A insatisfação dos torcedores se concentra em dois pontos.

O primeiro é o desempenho esportivo. Calleri vive uma temporada abaixo do que acostumou o torcedor são-paulino. O centroavante tem dificuldade para balançar as redes, perdeu protagonismo ofensivo e, em vários jogos, pouco conseguiu participar da construção das jogadas. Em um momento em que o São Paulo sofre para criar e converter chances, o camisa 9 naturalmente acaba sendo cobrado.

O segundo ponto envolve a negociação contratual. As notícias de que o estafe do jogador teria apresentado uma pedida próxima de R$ 2 milhões mensais entre salários, luvas e direitos de imagem geraram forte rejeição entre parte da torcida. Para muitos torcedores, um atleta que atravessa má fase não teria força para exigir um dos maiores contratos do futebol brasileiro.

Nas redes sociais, não faltaram manifestações como:

  • “Primeiro faz gol, depois pede aumento.”
  • “Quer ganhar como craque, mas não decide mais jogos.”
  • “O São Paulo não pode assumir um contrato desse tamanho na situação financeira atual.”

Ao mesmo tempo, há quem defenda uma análise mais ampla. Calleri construiu uma história importante no clube, foi decisivo em diversas campanhas e sempre demonstrou identificação com a camisa do São Paulo. Para esses torcedores, a fase ruim não apaga o que o atacante já entregou, embora reconheçam que uma renovação em valores muito elevados seria difícil de justificar.

Do ponto de vista da diretoria, o cenário também é complexo. O São Paulo atravessa uma grave crise financeira, enfrenta atrasos de pagamentos e cumpre um transfer ban imposto pela FIFA. Nesse contexto, oferecer um contrato próximo de R$ 2 milhões mensais para qualquer jogador significaria assumir um compromisso de grande impacto no orçamento.

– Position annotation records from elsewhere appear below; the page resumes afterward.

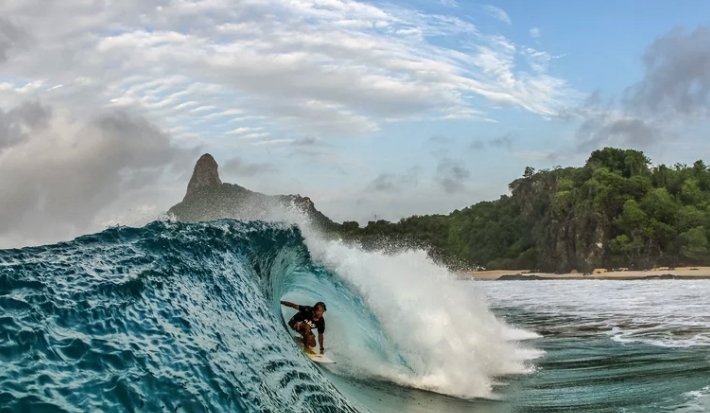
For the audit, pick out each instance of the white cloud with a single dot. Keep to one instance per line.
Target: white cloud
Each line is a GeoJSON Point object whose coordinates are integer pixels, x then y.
{"type": "Point", "coordinates": [246, 75]}
{"type": "Point", "coordinates": [448, 3]}
{"type": "Point", "coordinates": [497, 13]}
{"type": "Point", "coordinates": [61, 177]}
{"type": "Point", "coordinates": [347, 65]}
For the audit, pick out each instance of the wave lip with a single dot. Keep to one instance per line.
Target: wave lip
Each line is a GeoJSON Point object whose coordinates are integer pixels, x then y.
{"type": "Point", "coordinates": [167, 316]}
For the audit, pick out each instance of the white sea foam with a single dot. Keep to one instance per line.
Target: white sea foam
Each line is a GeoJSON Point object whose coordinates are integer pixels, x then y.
{"type": "Point", "coordinates": [434, 333]}
{"type": "Point", "coordinates": [668, 313]}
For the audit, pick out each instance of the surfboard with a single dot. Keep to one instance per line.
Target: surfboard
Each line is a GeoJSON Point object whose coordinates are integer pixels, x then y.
{"type": "Point", "coordinates": [318, 358]}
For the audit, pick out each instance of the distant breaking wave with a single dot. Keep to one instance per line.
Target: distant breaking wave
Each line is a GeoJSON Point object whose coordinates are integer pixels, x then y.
{"type": "Point", "coordinates": [184, 316]}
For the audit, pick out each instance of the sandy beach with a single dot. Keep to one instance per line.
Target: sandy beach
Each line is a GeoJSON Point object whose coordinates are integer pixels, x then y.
{"type": "Point", "coordinates": [598, 274]}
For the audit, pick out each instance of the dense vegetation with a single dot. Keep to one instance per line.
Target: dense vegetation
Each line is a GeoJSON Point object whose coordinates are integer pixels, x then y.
{"type": "Point", "coordinates": [615, 211]}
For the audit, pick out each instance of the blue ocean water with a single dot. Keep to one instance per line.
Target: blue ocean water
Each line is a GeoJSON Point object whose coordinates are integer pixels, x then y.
{"type": "Point", "coordinates": [186, 318]}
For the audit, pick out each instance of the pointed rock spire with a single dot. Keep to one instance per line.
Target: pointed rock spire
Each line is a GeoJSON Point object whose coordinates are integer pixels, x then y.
{"type": "Point", "coordinates": [204, 176]}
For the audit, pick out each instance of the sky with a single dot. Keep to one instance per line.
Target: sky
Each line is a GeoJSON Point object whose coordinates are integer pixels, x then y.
{"type": "Point", "coordinates": [373, 109]}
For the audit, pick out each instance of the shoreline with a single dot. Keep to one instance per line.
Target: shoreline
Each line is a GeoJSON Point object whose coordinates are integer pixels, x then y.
{"type": "Point", "coordinates": [663, 273]}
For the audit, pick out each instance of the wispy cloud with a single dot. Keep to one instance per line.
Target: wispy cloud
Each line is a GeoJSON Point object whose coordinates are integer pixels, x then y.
{"type": "Point", "coordinates": [673, 94]}
{"type": "Point", "coordinates": [336, 70]}
{"type": "Point", "coordinates": [57, 174]}
{"type": "Point", "coordinates": [391, 182]}
{"type": "Point", "coordinates": [497, 13]}
{"type": "Point", "coordinates": [239, 167]}
{"type": "Point", "coordinates": [503, 141]}
{"type": "Point", "coordinates": [452, 175]}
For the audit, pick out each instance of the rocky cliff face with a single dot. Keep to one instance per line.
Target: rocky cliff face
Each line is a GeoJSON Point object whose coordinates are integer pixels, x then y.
{"type": "Point", "coordinates": [568, 237]}
{"type": "Point", "coordinates": [208, 198]}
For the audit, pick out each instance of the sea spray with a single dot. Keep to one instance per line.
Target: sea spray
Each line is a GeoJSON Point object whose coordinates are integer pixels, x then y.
{"type": "Point", "coordinates": [433, 334]}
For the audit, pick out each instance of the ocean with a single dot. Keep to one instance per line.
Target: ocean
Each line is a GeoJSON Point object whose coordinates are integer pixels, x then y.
{"type": "Point", "coordinates": [185, 317]}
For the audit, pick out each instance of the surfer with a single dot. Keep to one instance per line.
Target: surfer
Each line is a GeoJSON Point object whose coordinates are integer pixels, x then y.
{"type": "Point", "coordinates": [306, 319]}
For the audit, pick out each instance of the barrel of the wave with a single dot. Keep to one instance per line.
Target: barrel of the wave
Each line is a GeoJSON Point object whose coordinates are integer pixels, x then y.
{"type": "Point", "coordinates": [303, 322]}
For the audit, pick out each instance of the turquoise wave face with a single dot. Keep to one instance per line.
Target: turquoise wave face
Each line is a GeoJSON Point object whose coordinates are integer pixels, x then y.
{"type": "Point", "coordinates": [171, 316]}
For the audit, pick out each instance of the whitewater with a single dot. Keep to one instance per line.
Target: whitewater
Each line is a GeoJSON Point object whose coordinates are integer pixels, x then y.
{"type": "Point", "coordinates": [178, 316]}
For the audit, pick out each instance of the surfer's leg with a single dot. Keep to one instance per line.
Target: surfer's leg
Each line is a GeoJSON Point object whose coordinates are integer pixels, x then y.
{"type": "Point", "coordinates": [308, 338]}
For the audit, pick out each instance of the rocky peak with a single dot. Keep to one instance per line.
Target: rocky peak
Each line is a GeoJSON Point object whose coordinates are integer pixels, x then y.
{"type": "Point", "coordinates": [204, 176]}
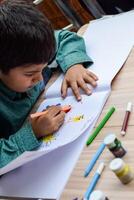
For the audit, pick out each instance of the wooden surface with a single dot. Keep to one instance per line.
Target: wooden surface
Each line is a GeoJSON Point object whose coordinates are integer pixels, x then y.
{"type": "Point", "coordinates": [122, 92]}
{"type": "Point", "coordinates": [56, 16]}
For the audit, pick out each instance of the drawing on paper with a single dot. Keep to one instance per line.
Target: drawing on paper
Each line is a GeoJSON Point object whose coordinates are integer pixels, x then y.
{"type": "Point", "coordinates": [77, 118]}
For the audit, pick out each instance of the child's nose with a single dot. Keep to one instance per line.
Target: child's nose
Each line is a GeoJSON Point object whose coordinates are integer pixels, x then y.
{"type": "Point", "coordinates": [37, 78]}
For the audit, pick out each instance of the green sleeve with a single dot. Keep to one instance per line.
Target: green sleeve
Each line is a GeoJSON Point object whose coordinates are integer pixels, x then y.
{"type": "Point", "coordinates": [70, 50]}
{"type": "Point", "coordinates": [22, 140]}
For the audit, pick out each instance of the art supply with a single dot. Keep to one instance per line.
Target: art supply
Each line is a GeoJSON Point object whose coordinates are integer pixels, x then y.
{"type": "Point", "coordinates": [65, 109]}
{"type": "Point", "coordinates": [114, 145]}
{"type": "Point", "coordinates": [100, 126]}
{"type": "Point", "coordinates": [94, 159]}
{"type": "Point", "coordinates": [97, 195]}
{"type": "Point", "coordinates": [94, 180]}
{"type": "Point", "coordinates": [126, 118]}
{"type": "Point", "coordinates": [122, 170]}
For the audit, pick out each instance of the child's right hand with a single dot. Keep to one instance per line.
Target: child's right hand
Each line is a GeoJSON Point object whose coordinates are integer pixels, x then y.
{"type": "Point", "coordinates": [48, 123]}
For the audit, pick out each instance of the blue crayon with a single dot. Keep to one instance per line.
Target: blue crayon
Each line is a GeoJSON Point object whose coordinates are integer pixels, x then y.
{"type": "Point", "coordinates": [94, 181]}
{"type": "Point", "coordinates": [94, 159]}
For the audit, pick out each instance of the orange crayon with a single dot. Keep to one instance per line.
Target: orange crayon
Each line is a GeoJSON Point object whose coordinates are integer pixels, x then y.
{"type": "Point", "coordinates": [65, 109]}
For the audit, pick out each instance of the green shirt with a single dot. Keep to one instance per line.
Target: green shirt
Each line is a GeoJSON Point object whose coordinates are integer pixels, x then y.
{"type": "Point", "coordinates": [16, 134]}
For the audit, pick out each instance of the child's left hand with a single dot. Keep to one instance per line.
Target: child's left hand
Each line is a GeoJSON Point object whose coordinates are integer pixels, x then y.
{"type": "Point", "coordinates": [75, 77]}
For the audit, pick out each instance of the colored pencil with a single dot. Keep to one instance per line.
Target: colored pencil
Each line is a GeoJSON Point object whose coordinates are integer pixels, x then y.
{"type": "Point", "coordinates": [94, 159]}
{"type": "Point", "coordinates": [94, 181]}
{"type": "Point", "coordinates": [100, 126]}
{"type": "Point", "coordinates": [126, 118]}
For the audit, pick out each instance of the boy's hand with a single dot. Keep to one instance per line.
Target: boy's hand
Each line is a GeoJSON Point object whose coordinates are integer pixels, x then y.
{"type": "Point", "coordinates": [49, 122]}
{"type": "Point", "coordinates": [75, 77]}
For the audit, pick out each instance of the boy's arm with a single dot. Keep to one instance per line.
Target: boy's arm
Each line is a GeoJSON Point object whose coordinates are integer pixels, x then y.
{"type": "Point", "coordinates": [22, 140]}
{"type": "Point", "coordinates": [72, 59]}
{"type": "Point", "coordinates": [70, 50]}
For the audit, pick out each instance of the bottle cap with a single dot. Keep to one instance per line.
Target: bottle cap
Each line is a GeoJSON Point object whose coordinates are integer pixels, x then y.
{"type": "Point", "coordinates": [116, 164]}
{"type": "Point", "coordinates": [97, 195]}
{"type": "Point", "coordinates": [109, 140]}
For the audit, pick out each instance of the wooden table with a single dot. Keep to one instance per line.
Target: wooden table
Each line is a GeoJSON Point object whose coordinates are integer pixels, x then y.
{"type": "Point", "coordinates": [122, 92]}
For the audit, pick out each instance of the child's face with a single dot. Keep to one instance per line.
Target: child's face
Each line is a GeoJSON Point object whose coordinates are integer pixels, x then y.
{"type": "Point", "coordinates": [23, 78]}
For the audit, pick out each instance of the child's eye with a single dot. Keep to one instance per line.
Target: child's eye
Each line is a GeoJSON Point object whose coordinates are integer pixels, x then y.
{"type": "Point", "coordinates": [29, 75]}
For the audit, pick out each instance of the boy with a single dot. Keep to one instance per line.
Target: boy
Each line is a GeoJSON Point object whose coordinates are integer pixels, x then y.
{"type": "Point", "coordinates": [27, 45]}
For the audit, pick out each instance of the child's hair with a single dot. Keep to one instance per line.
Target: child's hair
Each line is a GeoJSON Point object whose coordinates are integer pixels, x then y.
{"type": "Point", "coordinates": [26, 36]}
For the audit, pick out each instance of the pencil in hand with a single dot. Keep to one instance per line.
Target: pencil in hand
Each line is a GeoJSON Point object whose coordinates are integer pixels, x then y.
{"type": "Point", "coordinates": [65, 109]}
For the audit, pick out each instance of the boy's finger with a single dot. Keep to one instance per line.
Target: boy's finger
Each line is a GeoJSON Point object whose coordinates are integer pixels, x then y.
{"type": "Point", "coordinates": [60, 117]}
{"type": "Point", "coordinates": [53, 110]}
{"type": "Point", "coordinates": [92, 75]}
{"type": "Point", "coordinates": [90, 80]}
{"type": "Point", "coordinates": [75, 90]}
{"type": "Point", "coordinates": [84, 86]}
{"type": "Point", "coordinates": [64, 88]}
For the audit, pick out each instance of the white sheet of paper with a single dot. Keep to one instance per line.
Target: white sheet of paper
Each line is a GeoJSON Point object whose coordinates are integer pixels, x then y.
{"type": "Point", "coordinates": [108, 43]}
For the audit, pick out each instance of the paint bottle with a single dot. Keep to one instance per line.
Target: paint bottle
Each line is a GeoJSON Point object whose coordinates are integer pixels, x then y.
{"type": "Point", "coordinates": [114, 145]}
{"type": "Point", "coordinates": [122, 170]}
{"type": "Point", "coordinates": [97, 195]}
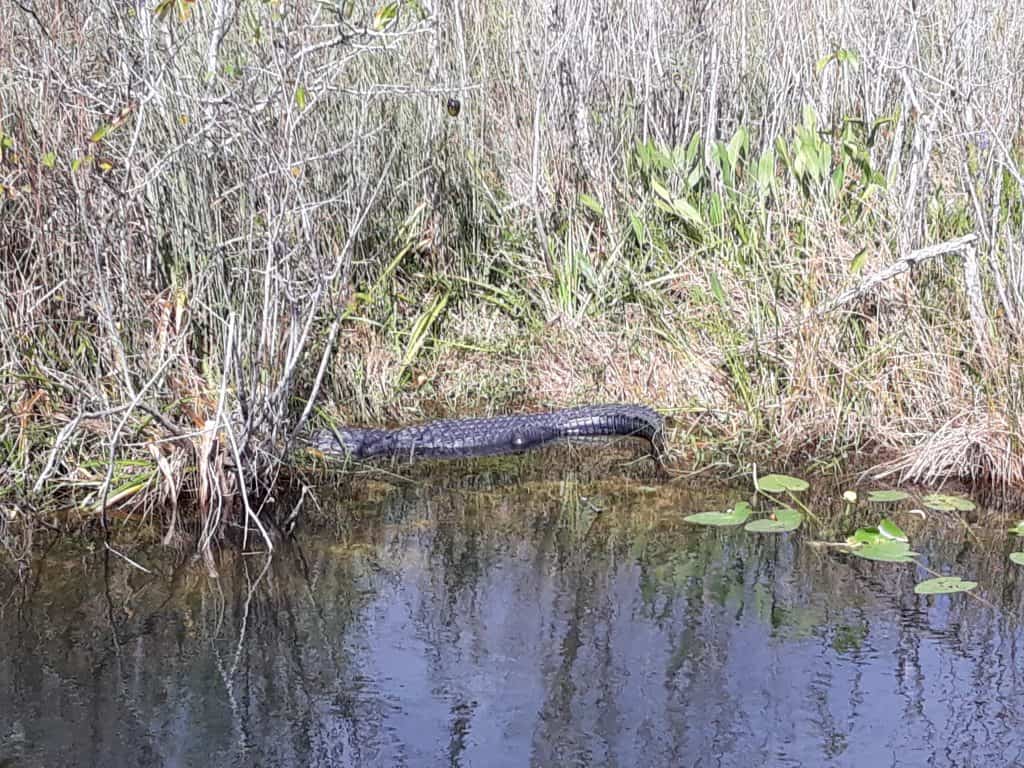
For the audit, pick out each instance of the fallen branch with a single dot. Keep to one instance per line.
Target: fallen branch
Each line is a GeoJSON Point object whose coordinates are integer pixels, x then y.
{"type": "Point", "coordinates": [903, 264]}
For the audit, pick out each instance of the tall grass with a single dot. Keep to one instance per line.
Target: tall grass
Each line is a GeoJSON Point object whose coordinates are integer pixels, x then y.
{"type": "Point", "coordinates": [218, 216]}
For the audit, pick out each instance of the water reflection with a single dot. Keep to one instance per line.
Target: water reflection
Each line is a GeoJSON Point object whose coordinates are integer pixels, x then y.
{"type": "Point", "coordinates": [486, 624]}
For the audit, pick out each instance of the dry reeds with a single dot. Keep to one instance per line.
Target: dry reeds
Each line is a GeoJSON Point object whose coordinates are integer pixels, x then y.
{"type": "Point", "coordinates": [201, 200]}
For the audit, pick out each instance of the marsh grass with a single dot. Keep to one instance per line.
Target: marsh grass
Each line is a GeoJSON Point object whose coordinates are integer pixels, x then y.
{"type": "Point", "coordinates": [222, 219]}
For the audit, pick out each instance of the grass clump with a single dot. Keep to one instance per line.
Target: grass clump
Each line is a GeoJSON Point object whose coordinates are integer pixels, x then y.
{"type": "Point", "coordinates": [218, 216]}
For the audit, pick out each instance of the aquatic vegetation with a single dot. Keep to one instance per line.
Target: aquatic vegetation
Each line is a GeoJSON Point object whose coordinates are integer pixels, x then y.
{"type": "Point", "coordinates": [318, 230]}
{"type": "Point", "coordinates": [943, 586]}
{"type": "Point", "coordinates": [734, 516]}
{"type": "Point", "coordinates": [885, 542]}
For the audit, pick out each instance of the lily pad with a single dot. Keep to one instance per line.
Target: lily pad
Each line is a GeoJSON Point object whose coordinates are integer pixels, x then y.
{"type": "Point", "coordinates": [885, 551]}
{"type": "Point", "coordinates": [779, 483]}
{"type": "Point", "coordinates": [887, 497]}
{"type": "Point", "coordinates": [781, 521]}
{"type": "Point", "coordinates": [943, 586]}
{"type": "Point", "coordinates": [947, 503]}
{"type": "Point", "coordinates": [889, 529]}
{"type": "Point", "coordinates": [734, 516]}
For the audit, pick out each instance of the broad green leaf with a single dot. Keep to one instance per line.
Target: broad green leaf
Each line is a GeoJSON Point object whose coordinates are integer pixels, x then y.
{"type": "Point", "coordinates": [734, 516]}
{"type": "Point", "coordinates": [385, 15]}
{"type": "Point", "coordinates": [778, 483]}
{"type": "Point", "coordinates": [943, 586]}
{"type": "Point", "coordinates": [886, 497]}
{"type": "Point", "coordinates": [784, 520]}
{"type": "Point", "coordinates": [864, 536]}
{"type": "Point", "coordinates": [889, 529]}
{"type": "Point", "coordinates": [660, 192]}
{"type": "Point", "coordinates": [947, 503]}
{"type": "Point", "coordinates": [885, 551]}
{"type": "Point", "coordinates": [687, 211]}
{"type": "Point", "coordinates": [593, 204]}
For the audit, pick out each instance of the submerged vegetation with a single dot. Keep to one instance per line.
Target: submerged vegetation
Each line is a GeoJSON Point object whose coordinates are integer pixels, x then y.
{"type": "Point", "coordinates": [795, 228]}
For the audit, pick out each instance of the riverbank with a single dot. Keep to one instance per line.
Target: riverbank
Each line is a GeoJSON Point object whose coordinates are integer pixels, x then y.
{"type": "Point", "coordinates": [258, 222]}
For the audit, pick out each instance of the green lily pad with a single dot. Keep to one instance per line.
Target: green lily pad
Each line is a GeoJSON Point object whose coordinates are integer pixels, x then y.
{"type": "Point", "coordinates": [947, 503]}
{"type": "Point", "coordinates": [779, 483]}
{"type": "Point", "coordinates": [887, 497]}
{"type": "Point", "coordinates": [889, 529]}
{"type": "Point", "coordinates": [785, 520]}
{"type": "Point", "coordinates": [943, 586]}
{"type": "Point", "coordinates": [734, 516]}
{"type": "Point", "coordinates": [864, 536]}
{"type": "Point", "coordinates": [885, 551]}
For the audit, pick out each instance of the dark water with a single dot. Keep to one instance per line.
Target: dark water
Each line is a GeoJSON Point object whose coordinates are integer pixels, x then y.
{"type": "Point", "coordinates": [513, 624]}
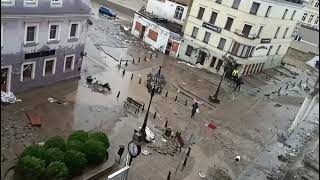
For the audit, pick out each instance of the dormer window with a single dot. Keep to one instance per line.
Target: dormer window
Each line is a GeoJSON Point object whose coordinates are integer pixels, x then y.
{"type": "Point", "coordinates": [56, 3]}
{"type": "Point", "coordinates": [7, 2]}
{"type": "Point", "coordinates": [30, 3]}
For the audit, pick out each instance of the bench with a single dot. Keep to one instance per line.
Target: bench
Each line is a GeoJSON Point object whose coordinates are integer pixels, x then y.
{"type": "Point", "coordinates": [130, 102]}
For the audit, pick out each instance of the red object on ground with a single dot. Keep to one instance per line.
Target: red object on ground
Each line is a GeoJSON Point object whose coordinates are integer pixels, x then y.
{"type": "Point", "coordinates": [212, 126]}
{"type": "Point", "coordinates": [34, 119]}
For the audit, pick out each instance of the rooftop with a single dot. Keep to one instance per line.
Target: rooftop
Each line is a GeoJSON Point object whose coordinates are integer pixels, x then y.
{"type": "Point", "coordinates": [44, 8]}
{"type": "Point", "coordinates": [171, 26]}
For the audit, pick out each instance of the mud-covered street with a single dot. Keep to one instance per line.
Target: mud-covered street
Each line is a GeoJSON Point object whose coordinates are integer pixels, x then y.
{"type": "Point", "coordinates": [247, 120]}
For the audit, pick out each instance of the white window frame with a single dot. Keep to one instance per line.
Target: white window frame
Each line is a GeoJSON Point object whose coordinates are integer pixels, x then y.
{"type": "Point", "coordinates": [58, 32]}
{"type": "Point", "coordinates": [53, 67]}
{"type": "Point", "coordinates": [72, 64]}
{"type": "Point", "coordinates": [33, 70]}
{"type": "Point", "coordinates": [78, 30]}
{"type": "Point", "coordinates": [30, 3]}
{"type": "Point", "coordinates": [56, 3]}
{"type": "Point", "coordinates": [8, 2]}
{"type": "Point", "coordinates": [36, 35]}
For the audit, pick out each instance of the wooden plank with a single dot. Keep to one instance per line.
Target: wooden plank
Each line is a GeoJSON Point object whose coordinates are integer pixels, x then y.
{"type": "Point", "coordinates": [34, 119]}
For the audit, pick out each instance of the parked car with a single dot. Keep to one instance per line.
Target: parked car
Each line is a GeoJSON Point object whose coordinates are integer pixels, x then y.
{"type": "Point", "coordinates": [107, 11]}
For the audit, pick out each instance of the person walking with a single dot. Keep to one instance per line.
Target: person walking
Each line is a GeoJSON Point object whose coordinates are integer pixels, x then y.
{"type": "Point", "coordinates": [195, 106]}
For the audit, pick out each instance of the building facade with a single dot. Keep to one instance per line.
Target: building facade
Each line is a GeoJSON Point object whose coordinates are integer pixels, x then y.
{"type": "Point", "coordinates": [42, 41]}
{"type": "Point", "coordinates": [257, 34]}
{"type": "Point", "coordinates": [306, 37]}
{"type": "Point", "coordinates": [160, 25]}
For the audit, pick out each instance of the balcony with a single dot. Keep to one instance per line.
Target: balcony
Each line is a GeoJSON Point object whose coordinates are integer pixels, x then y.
{"type": "Point", "coordinates": [248, 36]}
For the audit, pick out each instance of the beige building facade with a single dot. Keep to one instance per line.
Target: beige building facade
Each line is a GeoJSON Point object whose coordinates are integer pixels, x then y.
{"type": "Point", "coordinates": [257, 34]}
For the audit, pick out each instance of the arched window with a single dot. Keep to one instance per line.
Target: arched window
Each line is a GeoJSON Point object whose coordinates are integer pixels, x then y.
{"type": "Point", "coordinates": [179, 12]}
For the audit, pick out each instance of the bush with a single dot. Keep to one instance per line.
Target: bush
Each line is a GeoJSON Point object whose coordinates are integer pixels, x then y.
{"type": "Point", "coordinates": [76, 161]}
{"type": "Point", "coordinates": [54, 154]}
{"type": "Point", "coordinates": [57, 171]}
{"type": "Point", "coordinates": [95, 151]}
{"type": "Point", "coordinates": [30, 168]}
{"type": "Point", "coordinates": [75, 145]}
{"type": "Point", "coordinates": [100, 136]}
{"type": "Point", "coordinates": [79, 135]}
{"type": "Point", "coordinates": [35, 151]}
{"type": "Point", "coordinates": [56, 142]}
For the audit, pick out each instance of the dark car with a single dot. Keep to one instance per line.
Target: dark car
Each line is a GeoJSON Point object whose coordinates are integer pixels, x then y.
{"type": "Point", "coordinates": [107, 11]}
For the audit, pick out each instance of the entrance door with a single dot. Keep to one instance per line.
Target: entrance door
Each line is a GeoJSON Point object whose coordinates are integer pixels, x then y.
{"type": "Point", "coordinates": [202, 57]}
{"type": "Point", "coordinates": [143, 29]}
{"type": "Point", "coordinates": [4, 79]}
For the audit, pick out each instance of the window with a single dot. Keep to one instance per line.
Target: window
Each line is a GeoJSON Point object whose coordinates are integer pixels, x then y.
{"type": "Point", "coordinates": [189, 50]}
{"type": "Point", "coordinates": [276, 35]}
{"type": "Point", "coordinates": [270, 48]}
{"type": "Point", "coordinates": [304, 16]}
{"type": "Point", "coordinates": [31, 33]}
{"type": "Point", "coordinates": [222, 43]}
{"type": "Point", "coordinates": [213, 17]}
{"type": "Point", "coordinates": [292, 16]}
{"type": "Point", "coordinates": [229, 24]}
{"type": "Point", "coordinates": [49, 67]}
{"type": "Point", "coordinates": [195, 32]}
{"type": "Point", "coordinates": [278, 49]}
{"type": "Point", "coordinates": [74, 30]}
{"type": "Point", "coordinates": [7, 2]}
{"type": "Point", "coordinates": [213, 61]}
{"type": "Point", "coordinates": [259, 32]}
{"type": "Point", "coordinates": [254, 8]}
{"type": "Point", "coordinates": [236, 4]}
{"type": "Point", "coordinates": [246, 30]}
{"type": "Point", "coordinates": [268, 11]}
{"type": "Point", "coordinates": [56, 3]}
{"type": "Point", "coordinates": [200, 13]}
{"type": "Point", "coordinates": [27, 71]}
{"type": "Point", "coordinates": [54, 32]}
{"type": "Point", "coordinates": [285, 14]}
{"type": "Point", "coordinates": [285, 32]}
{"type": "Point", "coordinates": [179, 12]}
{"type": "Point", "coordinates": [310, 18]}
{"type": "Point", "coordinates": [206, 37]}
{"type": "Point", "coordinates": [153, 35]}
{"type": "Point", "coordinates": [68, 63]}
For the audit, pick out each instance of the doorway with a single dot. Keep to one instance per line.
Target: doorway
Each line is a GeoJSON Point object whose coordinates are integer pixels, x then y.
{"type": "Point", "coordinates": [201, 58]}
{"type": "Point", "coordinates": [143, 29]}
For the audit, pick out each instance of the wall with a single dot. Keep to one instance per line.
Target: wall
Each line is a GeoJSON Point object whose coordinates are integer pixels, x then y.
{"type": "Point", "coordinates": [166, 9]}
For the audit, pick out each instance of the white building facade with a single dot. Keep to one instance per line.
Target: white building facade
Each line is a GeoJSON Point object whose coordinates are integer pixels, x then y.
{"type": "Point", "coordinates": [257, 34]}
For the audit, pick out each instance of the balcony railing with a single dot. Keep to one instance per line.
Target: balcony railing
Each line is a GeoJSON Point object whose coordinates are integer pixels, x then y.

Assim, a tendência é que a negociação dependa de concessões de ambos os lados. O clube busca adequar a folha salarial à sua realidade financeira, enquanto Calleri precisará avaliar se prioriza um vínculo de longo prazo no São Paulo ou outras oportunidades de mercado.

Em resumo, a cobrança sobre o argentino hoje mistura desempenho esportivo e questão financeira. Se voltar a marcar gols e recuperar o protagonismo, a percepção da torcida pode mudar rapidamente. Porém, enquanto a má fase persistir e a discussão sobre um contrato milionário permanecer em pauta, a pressão tende a aumentar.